Mesh Transfer#

Sparse weight construction for transferring fields between meshes.

class sphedron.transfer.MeshTransfer(sender: Mesh, receiver: Mesh, method: str = 'local_rbf', k: int = 16, kernel: str = 'thin_plate_spline', degree: int = 1, max_dist: float = None)[source]#

Sparse regridder between two spherical meshes.
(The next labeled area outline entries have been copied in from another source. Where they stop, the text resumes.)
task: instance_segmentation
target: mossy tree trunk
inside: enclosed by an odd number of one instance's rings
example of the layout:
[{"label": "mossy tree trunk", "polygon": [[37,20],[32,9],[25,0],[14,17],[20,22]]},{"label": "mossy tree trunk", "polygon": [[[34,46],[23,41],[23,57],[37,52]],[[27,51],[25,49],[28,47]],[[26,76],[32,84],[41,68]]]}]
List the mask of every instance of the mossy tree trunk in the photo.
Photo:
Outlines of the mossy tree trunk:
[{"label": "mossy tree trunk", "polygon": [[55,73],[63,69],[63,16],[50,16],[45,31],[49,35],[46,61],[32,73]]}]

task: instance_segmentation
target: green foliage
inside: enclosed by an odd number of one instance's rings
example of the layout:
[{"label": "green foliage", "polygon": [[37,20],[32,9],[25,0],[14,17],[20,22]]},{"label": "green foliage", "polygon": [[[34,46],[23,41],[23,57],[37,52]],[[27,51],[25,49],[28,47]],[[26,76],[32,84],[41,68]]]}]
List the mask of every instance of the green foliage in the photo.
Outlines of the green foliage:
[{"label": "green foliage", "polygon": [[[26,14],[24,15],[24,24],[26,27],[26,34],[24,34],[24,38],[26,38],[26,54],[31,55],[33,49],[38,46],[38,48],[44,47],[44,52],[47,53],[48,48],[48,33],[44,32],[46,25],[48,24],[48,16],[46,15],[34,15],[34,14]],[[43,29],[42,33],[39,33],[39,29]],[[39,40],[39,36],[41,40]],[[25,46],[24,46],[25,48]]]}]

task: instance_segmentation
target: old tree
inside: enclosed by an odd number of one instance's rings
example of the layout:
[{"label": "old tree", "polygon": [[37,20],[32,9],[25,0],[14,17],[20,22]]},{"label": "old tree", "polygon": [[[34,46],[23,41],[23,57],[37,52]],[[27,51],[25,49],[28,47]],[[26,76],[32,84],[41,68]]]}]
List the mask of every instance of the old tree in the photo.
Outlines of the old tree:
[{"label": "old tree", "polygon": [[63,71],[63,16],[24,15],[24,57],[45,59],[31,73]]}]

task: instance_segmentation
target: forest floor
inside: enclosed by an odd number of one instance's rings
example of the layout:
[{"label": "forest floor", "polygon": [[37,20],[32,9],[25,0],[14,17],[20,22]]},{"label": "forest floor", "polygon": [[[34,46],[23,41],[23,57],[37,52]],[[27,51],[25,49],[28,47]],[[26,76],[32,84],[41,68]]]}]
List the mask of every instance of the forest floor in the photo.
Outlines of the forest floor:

Builds a sparse weight matrix W of shape (receiver.num_nodes, sender.num_nodes) so that W @ data transfers values from the sender grid to the receiver grid.

Weights are computed lazily on the first transform() call, or explicitly via build_weights().

Parameters:
  • sender – Source mesh (any Mesh subclass).

  • receiver – Target mesh.

  • method

    Interpolation method.

    • "nearest": 1-nearest-neighbor.

    • "idw": Inverse-distance weighting.

    • "gaussian": Gaussian distance weighting.

    • "barycentric": Barycentric on triangulated faces.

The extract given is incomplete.